The English version is slightly less subtle, with some of the nuances lost in translation. The band complained in interviews that the song was heavy-handed and didn’t work. As a result, Nena has never performed 99 Red Balloons live, despite it being the band’s biggest hit.

It’s claimed the band wanted it to be a pop song, not a protest song.

But I think the two things work pretty well together.

History has served us plenty of serious musicians singing about politics, but these days commercial pop has the potential to be the most powerful vehicle of all. In these times of diminishing attention spans, you’ve got to make it catchy.

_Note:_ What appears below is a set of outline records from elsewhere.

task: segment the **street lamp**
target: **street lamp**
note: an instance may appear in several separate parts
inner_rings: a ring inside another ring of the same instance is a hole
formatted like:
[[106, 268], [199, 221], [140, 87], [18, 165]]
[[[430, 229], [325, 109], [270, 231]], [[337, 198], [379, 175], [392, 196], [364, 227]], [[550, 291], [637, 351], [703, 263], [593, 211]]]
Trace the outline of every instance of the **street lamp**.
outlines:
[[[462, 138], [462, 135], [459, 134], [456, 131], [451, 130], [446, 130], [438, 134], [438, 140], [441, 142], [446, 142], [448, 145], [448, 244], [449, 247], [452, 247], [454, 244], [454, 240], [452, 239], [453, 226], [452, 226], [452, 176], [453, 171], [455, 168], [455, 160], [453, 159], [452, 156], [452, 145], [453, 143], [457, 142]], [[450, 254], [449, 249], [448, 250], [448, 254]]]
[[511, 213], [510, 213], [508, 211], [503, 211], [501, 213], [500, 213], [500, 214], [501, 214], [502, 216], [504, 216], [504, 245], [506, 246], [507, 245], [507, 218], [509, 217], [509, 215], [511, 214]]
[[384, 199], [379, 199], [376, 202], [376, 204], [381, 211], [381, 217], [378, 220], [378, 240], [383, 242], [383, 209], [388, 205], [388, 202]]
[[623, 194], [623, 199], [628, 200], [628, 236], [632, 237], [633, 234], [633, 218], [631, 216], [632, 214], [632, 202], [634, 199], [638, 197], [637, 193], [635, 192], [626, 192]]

Pair that with an increasing number of mainstream pop stars happy to throw their hat in the ring when it comes to politics, you’ve got a potent combination.

Here are some more contemporary pop hits with a serious message:

Formation — Beyoncé
In the lead single off Lemonade, Beyoncé takes a firm political stance. The video received criticism for being anti-police (it still won a Grammy).

Born This Way — Lady Gaga
The queen of the underdog, Gaga’s whole brand is built on accepting who you are. This pro-LGBTQ track screams self-acceptance from the rooftops. And is an absolute banger.

Where Is The Love? — Black Eyed Peas
Not being a pea-head myself, I only recently realised that this smooth chart-topping groover is about racism.

Q.U.E.E.N — Janelle Monáe
Creative tour-de-force Monáe wrote this song following a conversation with Erykah Badu about the treatment of marginalised people, particularly African American women.

Same Love — Macklemore & Ryan Lewis
Pop/hip-hop smash from 2012, and unoffical anthem of the same-sex marriage campaign in Washington at the same time. Macklemore wrote the song to critique hip-hop’s traditionally homophobic stance.

American Idiot — Green Day
Originally penned as a critique of George W. Bush in the wake of the 9.11 attacks, the song has seen a resurgence in popularity since Trump has been in office. Can’t think for a moment why.

In these uncertain times, there will be more like these coming down the line, I have no doubt. As western civilisation winds in ever-decreasing circles, under constant threat of vanishing up its own self-serving arsehole, is there anything left to do but sing and dance to a catchy song?

This post was written as part of the #write52 community writing project, a great thing, truly terrific, the absolute best.

I’m Penny, and I sometimes sing 99 Red Balloons in the covers band I’m in. I used to sing part of it in German, until there was a German person in the audience who told me I wasn’t making any sense.